Читаем Рождение советских сюжетов. Типология отечественной драмы 1920–х — начала 1930–х годов полностью

«За категорией времени тянутся другие проблемы — история и ее осмысление, историческая и родовая память, соотношение мира живых и мира мертвых (это имеет прямое отношение к вопросу о движении времени) и целый комплекс других сюжетов, вплоть до коренного вопроса всякого гуманитарного знания — что есть человек в той или иной системе социальных и культурных институтов, как мыслятся человек и его природа и как он сам себя мыслит»[441].

К концу 1920-х годов течение времени заметно замедляется[442]. А еще позже, с середины 1930-х, время зависает, будто останавливаясь: начинается отсчет «золотого века» советской мифологии. Утверждаются атрибуты «абсолютного времени» социализма: бой часов на Спасской башне, шалаш в Разливе, мавзолей Ленина, Вечный огонь[443]

.

{415} Течение жизни остановлено, она не меняется, а пребывает. В советской стране всегда светит солнце, всегда бьют кремлевские куранты.

Истории больше нет.

{417} Предварительные итоги

Всякое завершение, всякий конец <…> условен, поверхностен и чаще всего определяется внешними причинами, а не внутренней завершенностью и исчерпанностью самого объекта. Такой условный характер носит окончание научной работы…

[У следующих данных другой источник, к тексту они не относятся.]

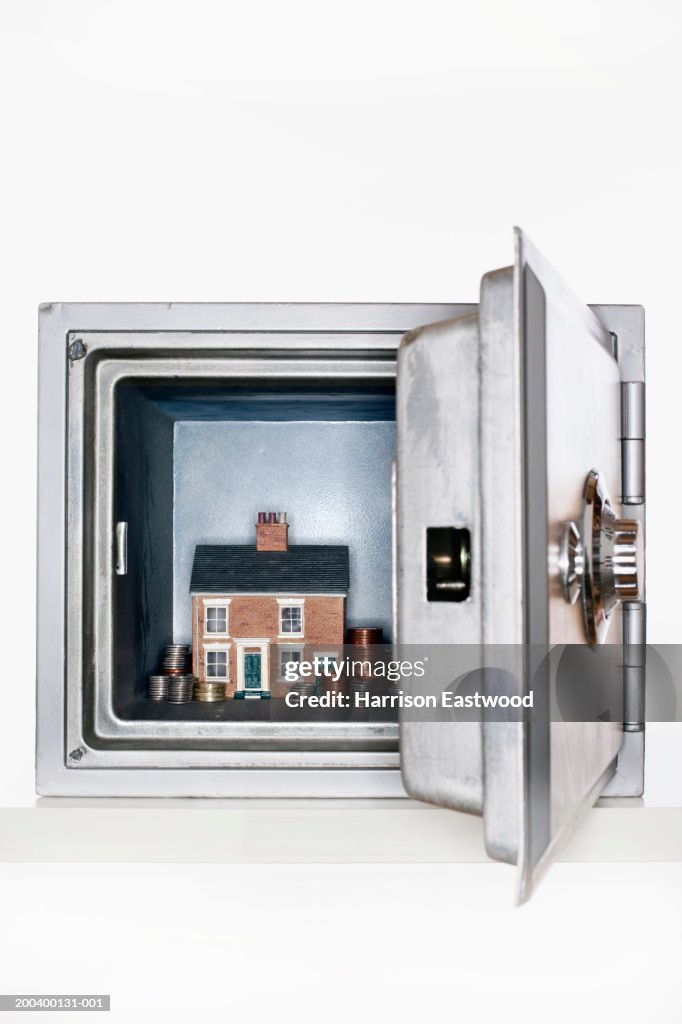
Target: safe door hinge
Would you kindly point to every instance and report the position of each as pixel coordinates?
(632, 442)
(633, 413)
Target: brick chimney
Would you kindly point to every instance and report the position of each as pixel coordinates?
(271, 530)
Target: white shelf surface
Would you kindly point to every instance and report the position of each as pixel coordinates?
(305, 832)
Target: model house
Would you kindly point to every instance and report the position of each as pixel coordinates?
(257, 606)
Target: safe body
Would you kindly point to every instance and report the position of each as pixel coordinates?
(502, 410)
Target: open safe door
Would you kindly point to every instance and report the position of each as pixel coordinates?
(510, 545)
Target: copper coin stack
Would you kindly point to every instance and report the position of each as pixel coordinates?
(180, 689)
(208, 692)
(364, 637)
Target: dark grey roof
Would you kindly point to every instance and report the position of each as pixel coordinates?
(239, 568)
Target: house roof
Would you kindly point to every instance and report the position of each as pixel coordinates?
(239, 568)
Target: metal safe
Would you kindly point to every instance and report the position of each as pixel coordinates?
(512, 429)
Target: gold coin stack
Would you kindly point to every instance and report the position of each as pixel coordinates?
(210, 692)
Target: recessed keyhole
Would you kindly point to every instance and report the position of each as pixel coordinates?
(448, 563)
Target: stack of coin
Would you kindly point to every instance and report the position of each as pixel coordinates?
(158, 687)
(365, 636)
(180, 688)
(175, 659)
(210, 692)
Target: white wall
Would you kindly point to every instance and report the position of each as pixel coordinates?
(356, 151)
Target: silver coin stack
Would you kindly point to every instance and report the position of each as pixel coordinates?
(180, 689)
(176, 656)
(158, 687)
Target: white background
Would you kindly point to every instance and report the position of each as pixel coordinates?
(356, 151)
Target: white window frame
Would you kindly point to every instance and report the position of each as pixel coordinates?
(286, 649)
(222, 602)
(292, 602)
(215, 648)
(333, 655)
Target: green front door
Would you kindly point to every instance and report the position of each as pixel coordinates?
(252, 672)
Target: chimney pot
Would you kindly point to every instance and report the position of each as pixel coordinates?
(271, 531)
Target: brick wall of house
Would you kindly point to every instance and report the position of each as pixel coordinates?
(258, 617)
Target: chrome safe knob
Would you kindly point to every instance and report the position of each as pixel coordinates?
(601, 562)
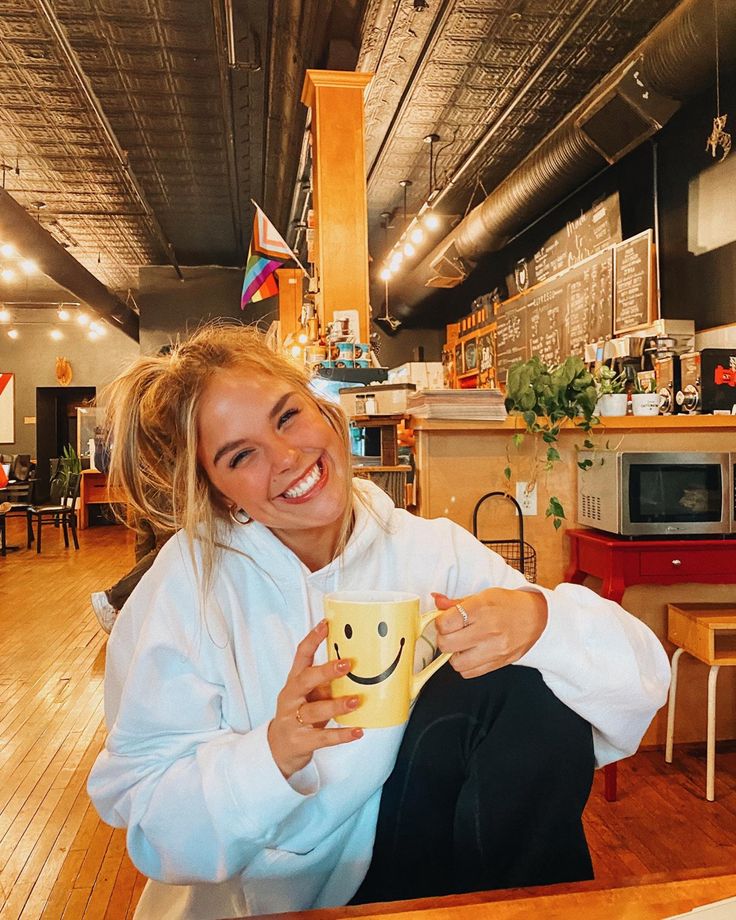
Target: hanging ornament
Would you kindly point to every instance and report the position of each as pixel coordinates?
(63, 372)
(719, 137)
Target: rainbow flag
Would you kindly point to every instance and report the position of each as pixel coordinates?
(266, 253)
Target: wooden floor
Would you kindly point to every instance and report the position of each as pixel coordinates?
(57, 859)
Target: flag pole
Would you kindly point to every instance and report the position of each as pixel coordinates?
(293, 254)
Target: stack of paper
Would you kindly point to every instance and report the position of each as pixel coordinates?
(458, 404)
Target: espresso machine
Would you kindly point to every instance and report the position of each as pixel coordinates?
(628, 356)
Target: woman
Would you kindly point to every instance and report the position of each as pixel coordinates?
(239, 794)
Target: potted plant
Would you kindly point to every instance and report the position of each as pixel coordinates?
(69, 465)
(611, 388)
(544, 398)
(645, 400)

П. Н. Медведев [Бахтин]. «Формальный метод в литературоведении»


Вслед за пропповской «Морфологией волшебной сказки» мы попытались описать морфологию складывающейся сказки советской.

Важнейшей методологической идеей, организующей книгу, стала для автора гадамеровская мысль о том, что движения интерпретации не только углубляют понимание прошлого, но и изменяют оценку историками обстоятельств настоящего.

«Как бог Гермес, историк должен на свой страх и риск спускаться с горы Олимп и отправляться в отдаленные страны, чтобы там сродниться с чуждыми ему обычаями. Но для Гадамера обратный подъем, возможно, даже более важен, так как вернувшись домой, историк обнаруживает себя не только более осведомленным, но и по-новому понимающим историческую природу своего собственного занятия». Это «… слияние горизонтов само производит трансформацию понимания, так как размещает прошлое в другом контексте»[444]

.

Описание этой «трансформации понимания» стало одной из задач книги.

Рабочая гипотеза автора состояла в том, что полузабытые пьесы (даже если они «неталантливы», схематичны) должны рассказывать о времени более объемно, нежели те, которые органично вписались в управляемый репертуар советского театра, давать иную картину эпохи, нежели та, с которой историки литературы и театра работали ранее. То есть между теми историями, которые рассказаны в канонических советских {418} пьесах, и теми, что остались в относительной безвестности, должен быть ощутим некий «зазор», смысловой сдвиг.

Это предположение оправдалось, и, более того, с принципиальной поправкой: отвергнутые «временем» пьесы на поверку оказались ничуть не менее художественны, а нередко и более ярки, жестки, остры. Например, «Акулина Петрова» А. Воиновой (Сант-Элли) и «Партбилет» А. Завалишина, «Хлам» Е. Зозули и «Город правды» Л. Лунца, «Шарманка» А. Платонова и «Сочувствующий» И. Саркизова-Серазини, «Сусанна Борисовна» Д. Смолина и «Сиволапинская» Д. Чижевского. Попутно выяснилось, что «не печатали» не одного лишь Булгакова, как когда-то казалось в числе прочих и мне, но и многих других драматургов. Совсем не обязательно в этом проявлялась злая воля власти, тому могло стать причиной множество разнообразных обстоятельств. Помимо названных, не были опубликованы некоторые известные пьесы Б. Ромашова, С. Семенова, С. Третьякова. До сих пор текстологически убедительно и полно не изданы даже вещи признанных классиков советской драматургии — А. Афиногенова, В. Шкваркина, Н. Эрдмана, все еще нет отдельного сборника драматических произведений М. Зощенко (между тем их около двух десятков); не напечатаны такие нашумевшие в свое время пьесы, как «Вокруг света на самом себе» и «Лира напрокат» В. Шкваркина, «Наталья Тарпова» С. Семенова, «Матрац» Б. Ромашова, «Партбилет» А. Завалишина, многочисленные драматические сочинения Д. Смолина, Д. Чижевского, Т. Майской, А. Воиновой (Сант-Элли), В. Воинова и др., знакомство с которыми безусловно расширяет и, что еще важнее, уточняет сегодняшние представления о возможностях развития отечественной драматургии первого послереволюционного десятилетия, пусть и не реализовавшихся в полной мере; об эстетических пристрастиях и зарождавшихся новациях эпохи.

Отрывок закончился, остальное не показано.